Why is Linus' behavior in response to crap like this bad?
> Kay: "Again, move discussions to the mailing list; this is a bug tracker, but there is no bug to track or fix here."
"It does become a problem when you have a system service developer who thinks the universe revolves around him, and nobody else matters, and people sending him bug-reports are annoyances that should be ignored rather than acknowledged and fixed. At that point, it's a problem.
It looks like Greg has stepped in as a baby-sitter for Kay, and things are going to be fixed. And I'd really like to avoid adding hacky code to the kernel because of Kay's continued bad behavior, so I hope this works. But it's really sad that things like this get elevated to this kind of situation, and I personally find it annoying that it's always the same f*cking primadonna involved."
> my last kernel patch is more than a year old, my last non-trivial kernel patch 2 years old. i stopped working on the upstream kernel "long ago" for reasons i cannot stand the attitude of these guys, i decided to work with grown up or funny, or grown up and funny people instead and i enjoy it a lot more. not sure what this childish blackmail attempt relates to.
[1]: https://plus.google.com/108087225644395745666/posts/3cWXzYqB...
It doesn't matter what it's about. It's just an excuse for this:
http://pixdaus.com/files/items/pics/3/23/520323_376f9c805b8b...
This is at best a minor bug since it only affects the first line read from /dev/kmsg, but I thought I'd point it out if anyone wants to fix it.
- Kay claims a system not booting due to a casual kernel log flood from systemd is not an issue.
- Linus agrees the "debug" flag (along with other generic kernel flags) should be used by services like systemd, yet blasts Kay for using it, because it "usually isn't a problem", but here "it's a problem".
- Linus threatens not to accept kernel patches from Kay.
- Kay has not written a non-trivial kernel patch for over two years, and doesn't want to write any.
- Linus agrees rate limiting should be applied on the kernel's side, but that's not a solution somehow here, because reasons.
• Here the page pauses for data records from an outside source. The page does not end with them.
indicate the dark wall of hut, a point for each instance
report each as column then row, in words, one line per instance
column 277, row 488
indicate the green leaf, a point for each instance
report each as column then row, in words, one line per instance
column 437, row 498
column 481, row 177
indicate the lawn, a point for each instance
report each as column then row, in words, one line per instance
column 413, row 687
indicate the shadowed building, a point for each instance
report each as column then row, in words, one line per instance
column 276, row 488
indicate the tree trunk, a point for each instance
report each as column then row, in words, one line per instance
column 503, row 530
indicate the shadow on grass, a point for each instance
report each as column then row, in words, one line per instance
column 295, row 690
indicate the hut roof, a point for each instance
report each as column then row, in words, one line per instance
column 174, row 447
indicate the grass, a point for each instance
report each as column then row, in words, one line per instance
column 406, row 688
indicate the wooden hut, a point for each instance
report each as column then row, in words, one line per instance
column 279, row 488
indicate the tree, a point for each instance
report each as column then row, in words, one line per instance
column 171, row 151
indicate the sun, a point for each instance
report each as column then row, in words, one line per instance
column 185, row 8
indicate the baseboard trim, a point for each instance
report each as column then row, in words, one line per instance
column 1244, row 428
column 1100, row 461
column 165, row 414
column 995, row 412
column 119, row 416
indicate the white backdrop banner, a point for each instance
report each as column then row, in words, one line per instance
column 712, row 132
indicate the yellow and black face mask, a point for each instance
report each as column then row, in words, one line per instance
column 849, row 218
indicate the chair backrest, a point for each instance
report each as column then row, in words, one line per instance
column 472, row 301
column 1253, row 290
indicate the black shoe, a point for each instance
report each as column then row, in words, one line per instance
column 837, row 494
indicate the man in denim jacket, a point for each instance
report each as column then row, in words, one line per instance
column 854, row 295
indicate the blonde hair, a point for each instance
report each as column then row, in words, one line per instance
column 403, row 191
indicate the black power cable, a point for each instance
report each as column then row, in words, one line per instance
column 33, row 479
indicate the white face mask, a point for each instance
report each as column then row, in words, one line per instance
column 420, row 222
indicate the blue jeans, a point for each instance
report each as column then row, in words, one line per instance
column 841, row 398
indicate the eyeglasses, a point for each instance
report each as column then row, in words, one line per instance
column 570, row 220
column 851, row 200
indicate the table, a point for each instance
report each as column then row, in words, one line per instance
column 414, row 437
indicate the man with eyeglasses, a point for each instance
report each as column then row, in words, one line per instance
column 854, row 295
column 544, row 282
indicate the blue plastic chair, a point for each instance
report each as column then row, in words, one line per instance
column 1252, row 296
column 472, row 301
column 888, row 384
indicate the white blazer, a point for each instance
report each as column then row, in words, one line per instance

- Kay says Linus is involved in a "childish power play".
- Linus calls Kay a "primadonna who thinks the world revolves around him".
In short: http://media.giphy.com/media/6HFUDKwlWcAbC/giphy.gif
Wouldn't it be better for the entity writing the messages to prioritize them and select the most relevant so that it doesn't write so many that the system cannot start, rather than let an entity that doesn't know the meaning of the messages arbitrarily discard most of them?
Rate limiting seems a last resort not a proper solution.
The fact that the original flood of messages was as simple bug renders the whole "territorial pissing" thing somewhat more pathetic than it appears at first.